Now this is NBA ball... 

Go Oberto!!


----------



## Pimped Out (May 4, 2005)

ginobili keeps getting bopped on that giant honker


----------



## hi im new (Jul 4, 2005)

oberto should be player of the game, but of course its probably gonna be tony


----------



## OneBadLT123 (Oct 4, 2005)

good game, great comeback by the spurs.


----------



## FreeMason Jr. (Jul 12, 2004)

hi im new said:


> oberto should be player of the game, but of course its probably gonna be tony


Definitely. Especially on that foul. He got beat, but made a great decision by fouling the guy instead of letting him get the easy basket, and, as you all know, it payed off.


----------



## Camaro_870 (Mar 12, 2005)

OBERTO!!!!!... i knew he had something in him... i've been waiting for it to come out!... ok ok i know it wont keep up, but i like him

Good win by the guys tonite!... i'll take a win over phoenix any day... they're still one of hte best teams out there


----------



## Yao Mania (Aug 4, 2003)

http://www.nba.com/games/20061108/PHXSAS/recap.html

With flowing strands of hair held back only by a skinny fabric band, Spurs center Fabricio Oberto sometimes makes coach Gregg Popovich wince with the way he bounces and bumbles over the basketball court. 

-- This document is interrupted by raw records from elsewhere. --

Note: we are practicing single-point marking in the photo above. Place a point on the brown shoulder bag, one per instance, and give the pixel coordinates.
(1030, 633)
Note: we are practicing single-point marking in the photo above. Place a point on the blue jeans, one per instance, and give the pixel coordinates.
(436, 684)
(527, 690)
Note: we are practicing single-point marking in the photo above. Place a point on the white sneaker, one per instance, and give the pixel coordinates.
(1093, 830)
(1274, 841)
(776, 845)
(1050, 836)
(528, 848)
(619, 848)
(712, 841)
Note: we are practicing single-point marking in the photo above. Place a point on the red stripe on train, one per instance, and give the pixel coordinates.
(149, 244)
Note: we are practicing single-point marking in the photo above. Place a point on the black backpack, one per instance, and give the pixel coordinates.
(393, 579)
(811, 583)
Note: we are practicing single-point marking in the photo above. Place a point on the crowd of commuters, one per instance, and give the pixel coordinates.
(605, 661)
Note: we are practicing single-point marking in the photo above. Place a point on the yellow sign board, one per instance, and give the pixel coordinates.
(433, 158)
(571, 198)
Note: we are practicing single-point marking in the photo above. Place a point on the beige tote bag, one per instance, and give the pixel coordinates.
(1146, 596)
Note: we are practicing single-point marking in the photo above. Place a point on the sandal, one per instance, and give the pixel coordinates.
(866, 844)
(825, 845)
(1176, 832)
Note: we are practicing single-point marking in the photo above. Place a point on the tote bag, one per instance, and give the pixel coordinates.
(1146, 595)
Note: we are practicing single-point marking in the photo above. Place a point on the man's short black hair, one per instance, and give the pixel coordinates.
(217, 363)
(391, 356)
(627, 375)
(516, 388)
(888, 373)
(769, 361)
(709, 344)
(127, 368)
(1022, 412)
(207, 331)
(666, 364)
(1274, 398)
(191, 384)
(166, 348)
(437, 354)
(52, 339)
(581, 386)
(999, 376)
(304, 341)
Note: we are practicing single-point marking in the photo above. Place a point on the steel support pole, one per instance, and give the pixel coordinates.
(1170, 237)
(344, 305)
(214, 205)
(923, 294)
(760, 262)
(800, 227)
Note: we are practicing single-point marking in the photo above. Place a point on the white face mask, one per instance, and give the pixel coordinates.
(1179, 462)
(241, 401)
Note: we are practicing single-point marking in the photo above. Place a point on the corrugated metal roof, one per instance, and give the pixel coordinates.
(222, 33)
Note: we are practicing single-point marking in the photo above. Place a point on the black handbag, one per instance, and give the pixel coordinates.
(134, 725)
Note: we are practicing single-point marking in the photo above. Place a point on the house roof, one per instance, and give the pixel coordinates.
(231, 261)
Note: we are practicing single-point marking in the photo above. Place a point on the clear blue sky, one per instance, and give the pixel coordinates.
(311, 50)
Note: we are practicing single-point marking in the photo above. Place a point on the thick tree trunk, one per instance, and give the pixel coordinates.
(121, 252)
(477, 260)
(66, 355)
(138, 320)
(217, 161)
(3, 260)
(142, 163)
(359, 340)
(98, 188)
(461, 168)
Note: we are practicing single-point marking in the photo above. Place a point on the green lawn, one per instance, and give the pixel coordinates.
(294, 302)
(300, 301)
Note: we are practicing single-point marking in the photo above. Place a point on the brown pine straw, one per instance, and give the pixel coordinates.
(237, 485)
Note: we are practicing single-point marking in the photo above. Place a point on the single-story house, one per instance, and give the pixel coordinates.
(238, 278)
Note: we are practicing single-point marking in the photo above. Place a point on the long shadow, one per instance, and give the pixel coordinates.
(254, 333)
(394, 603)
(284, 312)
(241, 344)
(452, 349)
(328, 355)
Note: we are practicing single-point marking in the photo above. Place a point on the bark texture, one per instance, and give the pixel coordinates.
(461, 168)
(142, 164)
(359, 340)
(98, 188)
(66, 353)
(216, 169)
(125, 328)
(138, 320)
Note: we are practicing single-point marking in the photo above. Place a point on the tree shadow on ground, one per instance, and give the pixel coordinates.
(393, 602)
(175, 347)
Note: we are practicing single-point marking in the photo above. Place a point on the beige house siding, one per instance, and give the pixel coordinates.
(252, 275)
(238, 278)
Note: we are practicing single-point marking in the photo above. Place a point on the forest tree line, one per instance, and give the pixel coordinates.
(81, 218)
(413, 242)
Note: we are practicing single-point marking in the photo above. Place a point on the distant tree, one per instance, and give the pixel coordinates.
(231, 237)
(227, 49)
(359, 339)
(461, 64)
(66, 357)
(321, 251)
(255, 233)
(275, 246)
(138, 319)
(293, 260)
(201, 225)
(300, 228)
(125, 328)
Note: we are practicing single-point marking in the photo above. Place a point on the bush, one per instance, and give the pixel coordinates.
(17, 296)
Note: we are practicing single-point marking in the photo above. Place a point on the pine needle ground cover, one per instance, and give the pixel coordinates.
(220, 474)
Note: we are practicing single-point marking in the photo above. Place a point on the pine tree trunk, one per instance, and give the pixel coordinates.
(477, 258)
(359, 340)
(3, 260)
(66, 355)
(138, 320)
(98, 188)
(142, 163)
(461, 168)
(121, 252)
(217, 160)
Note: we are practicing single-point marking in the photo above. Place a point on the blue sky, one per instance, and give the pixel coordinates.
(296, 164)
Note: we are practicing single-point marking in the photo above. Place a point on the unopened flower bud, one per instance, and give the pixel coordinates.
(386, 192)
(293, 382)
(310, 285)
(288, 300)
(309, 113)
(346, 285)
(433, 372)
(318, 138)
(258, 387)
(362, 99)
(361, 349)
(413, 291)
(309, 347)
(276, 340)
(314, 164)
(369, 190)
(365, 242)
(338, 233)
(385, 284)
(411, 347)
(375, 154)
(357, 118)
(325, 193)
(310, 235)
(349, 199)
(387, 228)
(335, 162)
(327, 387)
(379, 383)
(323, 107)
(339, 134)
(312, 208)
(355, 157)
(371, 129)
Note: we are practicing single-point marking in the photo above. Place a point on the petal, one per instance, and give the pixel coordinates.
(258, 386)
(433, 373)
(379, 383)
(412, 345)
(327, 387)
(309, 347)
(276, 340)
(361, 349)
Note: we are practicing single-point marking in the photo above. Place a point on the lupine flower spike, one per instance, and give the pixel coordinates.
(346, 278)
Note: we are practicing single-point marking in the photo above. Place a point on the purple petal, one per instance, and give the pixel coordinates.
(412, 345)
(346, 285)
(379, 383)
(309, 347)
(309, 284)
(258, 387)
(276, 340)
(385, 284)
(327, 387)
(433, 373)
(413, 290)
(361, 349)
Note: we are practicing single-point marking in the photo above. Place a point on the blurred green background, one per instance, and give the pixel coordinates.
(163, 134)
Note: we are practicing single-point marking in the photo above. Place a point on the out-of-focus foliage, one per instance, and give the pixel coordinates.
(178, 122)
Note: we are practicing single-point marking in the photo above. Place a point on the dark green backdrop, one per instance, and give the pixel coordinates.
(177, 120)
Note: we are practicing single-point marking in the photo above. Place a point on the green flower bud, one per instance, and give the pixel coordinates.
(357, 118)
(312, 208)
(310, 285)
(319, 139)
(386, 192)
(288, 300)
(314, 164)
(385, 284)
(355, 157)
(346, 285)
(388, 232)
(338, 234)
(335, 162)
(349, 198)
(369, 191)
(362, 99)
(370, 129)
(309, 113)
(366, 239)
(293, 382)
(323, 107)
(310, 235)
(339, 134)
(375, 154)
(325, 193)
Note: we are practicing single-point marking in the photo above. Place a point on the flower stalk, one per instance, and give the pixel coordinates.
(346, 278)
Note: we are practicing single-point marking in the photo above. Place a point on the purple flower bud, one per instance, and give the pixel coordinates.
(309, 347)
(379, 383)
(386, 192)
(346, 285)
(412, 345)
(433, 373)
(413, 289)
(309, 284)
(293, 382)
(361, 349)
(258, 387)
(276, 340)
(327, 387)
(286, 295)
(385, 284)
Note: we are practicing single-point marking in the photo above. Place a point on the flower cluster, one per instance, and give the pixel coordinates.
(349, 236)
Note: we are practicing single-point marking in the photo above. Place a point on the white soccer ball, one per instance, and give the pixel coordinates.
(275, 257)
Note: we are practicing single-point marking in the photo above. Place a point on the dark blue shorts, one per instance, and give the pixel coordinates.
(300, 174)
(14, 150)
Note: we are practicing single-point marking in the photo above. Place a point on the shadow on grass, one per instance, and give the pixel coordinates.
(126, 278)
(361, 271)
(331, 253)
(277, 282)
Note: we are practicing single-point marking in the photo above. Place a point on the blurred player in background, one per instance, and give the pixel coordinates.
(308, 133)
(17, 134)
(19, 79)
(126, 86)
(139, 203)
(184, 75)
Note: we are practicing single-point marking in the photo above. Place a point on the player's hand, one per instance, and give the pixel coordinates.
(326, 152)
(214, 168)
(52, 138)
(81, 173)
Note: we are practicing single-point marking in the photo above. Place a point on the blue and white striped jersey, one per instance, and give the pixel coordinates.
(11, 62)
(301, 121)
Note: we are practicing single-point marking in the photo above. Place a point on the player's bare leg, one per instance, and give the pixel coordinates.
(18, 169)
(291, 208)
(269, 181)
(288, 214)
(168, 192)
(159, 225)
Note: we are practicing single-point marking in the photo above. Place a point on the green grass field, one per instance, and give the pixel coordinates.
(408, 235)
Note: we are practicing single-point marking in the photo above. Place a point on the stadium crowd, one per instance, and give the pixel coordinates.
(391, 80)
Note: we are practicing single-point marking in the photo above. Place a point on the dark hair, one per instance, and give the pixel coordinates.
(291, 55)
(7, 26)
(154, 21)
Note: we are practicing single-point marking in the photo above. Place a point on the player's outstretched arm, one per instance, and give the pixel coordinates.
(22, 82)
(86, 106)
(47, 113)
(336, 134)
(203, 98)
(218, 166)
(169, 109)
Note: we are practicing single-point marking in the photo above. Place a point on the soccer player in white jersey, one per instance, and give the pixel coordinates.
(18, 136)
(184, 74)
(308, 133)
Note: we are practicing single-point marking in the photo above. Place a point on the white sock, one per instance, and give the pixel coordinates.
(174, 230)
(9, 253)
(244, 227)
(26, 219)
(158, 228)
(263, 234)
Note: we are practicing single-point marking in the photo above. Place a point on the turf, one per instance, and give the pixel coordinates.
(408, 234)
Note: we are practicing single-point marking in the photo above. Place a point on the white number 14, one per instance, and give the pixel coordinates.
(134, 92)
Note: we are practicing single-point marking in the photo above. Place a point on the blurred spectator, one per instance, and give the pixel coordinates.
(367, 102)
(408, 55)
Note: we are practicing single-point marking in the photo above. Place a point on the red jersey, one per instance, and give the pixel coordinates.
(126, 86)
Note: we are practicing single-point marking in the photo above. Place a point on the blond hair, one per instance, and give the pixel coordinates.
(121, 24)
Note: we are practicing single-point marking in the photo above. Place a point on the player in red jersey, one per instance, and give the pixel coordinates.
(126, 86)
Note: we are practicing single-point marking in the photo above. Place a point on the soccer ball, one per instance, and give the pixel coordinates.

*"He's the ugliest productive player I've ever been around,'' Popovich said. ``He looks like a bull in a china shop out there.'' *

:laugh:


----------



## Pimped Out (May 4, 2005)

Yao Mania said:


> http://www.nba.com/games/20061108/PHXSAS/recap.html
> 
> With flowing strands of hair held back only by a skinny fabric band, Spurs center Fabricio Oberto sometimes makes coach Gregg Popovich wince with the way he bounces and bumbles over the basketball court.
> 
> ...


yeah, pop likes to call fabricio ugly. but pop is probably the ugliest coach anyone has ever been around.


----------



## hi im new (Jul 4, 2005)

i think he means ugly in the way he plays, like pop said about manu a while back


----------



## FreeMason Jr. (Jul 12, 2004)

hi im new said:


> i think he means ugly in the way he plays, like pop said about manu a while back


That's what I got from it too....


----------



## iceman44 (May 25, 2006)

That was a really nice comeback by the Spurs. Home court sure is a big help


----------



## FreeMason Jr. (Jul 12, 2004)

Remember last year when we all hated Oberto? And remember during the pre-season when we all wanted him gone? :biggrin:


----------